Così non si capisce più se gli scrittori opinion leader sono quelli che vendono molto e parlano molto, oppure se hanno la meglio gli altri, quelli che non vendono e non si fanno vedere: «Abbiamo bisogno di allargare i confini letterari del nostro paese, di aprirci. Specie in questo momento, la letteratura è un collettore dell'immaginario umano. E gli scrittori non devono demordere», aggiunge Antonio Tabucchi. Ma non è facile, il grande nemico, per molti, anche qui, è la globalizzazione. Nel senso letterario. La narrativa straniera si è sovrapposta a quella italiana. Leggere traduzioni è del tutto identico che leggere libri scritti nella nostra lingua. Così è per i lettori di Ian McEwan, di Javier Marìas di Michel Houellebecq, di Tracy Chevalier, e poi Paul Auster, Saramago, Sépulveda e tanti altri: «Abbiamo una lingua minoritaria, che non capisce e legge quasi nessuno. E così abbiamo perso di centralità», dice Raffaele La Capria. Ma forse sarebbe meglio guardare ai nostri confini con più severità. Un giurato del Campiello che non vuole essere citato dichiara di non ricordare un solo libro delle cinquine degli ultimi anni. Mentre Anna Maria Rimoaldi, segretaria del premio Strega, si getta anima e corpo nella Fondazione Bellonci e nel lavoro di promozione della lettura nelle scuole, piuttosto che esprimersi su un premio romano che non porta più copie. «Hanno cominciato a premiare i romanzi che vendevano. Per scongiurare la crisi», dice Malerba, «ma c'è poco da resuscitare. Non è servito neppure questo».
Ma forse il più chiaro di tutti è Ammaniti: «Diciamolo, la letteratura ormai è subalterna al cinema. Si scrive per il cinema, si pensa in termini cinematografici. E via dicendo. Però debbo dire una cosa. "Io non ho paura" l'avevo pensato come un film, come una sceneggiatura.
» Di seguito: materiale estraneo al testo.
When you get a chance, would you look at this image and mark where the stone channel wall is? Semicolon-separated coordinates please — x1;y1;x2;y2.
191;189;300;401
Poi mi sono accorto che solo attraverso il romanzo avrei potuto restituire quella complessità che voleva un tema così importante. E ho cambiato obbiettivo».
Ha ragione allora Tabucchi quando dice che «la letteratura non deve riflettere la realtà ma restituire lo stato d'animo di un'epoca». Oriana Fallaci lo ha fatto a proposito del terrorismo e della guerra. Non ha cercato di fare l'esperta di Islam. Ha solo scritto quello che sentiva. Anche Eco lo ha fatto, ognuno con punti di vista differenti. «Sì, ma noi pensiamo a Eco soprattutto come a un filosofo, prima che come a un romanziere, e la Fallaci è innanzitutto una giornalista», dice Sanguineti. E allora da questo problema non se ne viene a capo. I romanzi italiani li leggono in pochi. Le storie letterarie riempiono migliaia di pagine su una storia di assenti a cui pochi dànno credito. E il dibattito è aperto. Dopo l'11 settembre il mondo è cambiato, ripetono tutti, e ovunque. Succederà qualcosa anche nell'immobile mondo letterario?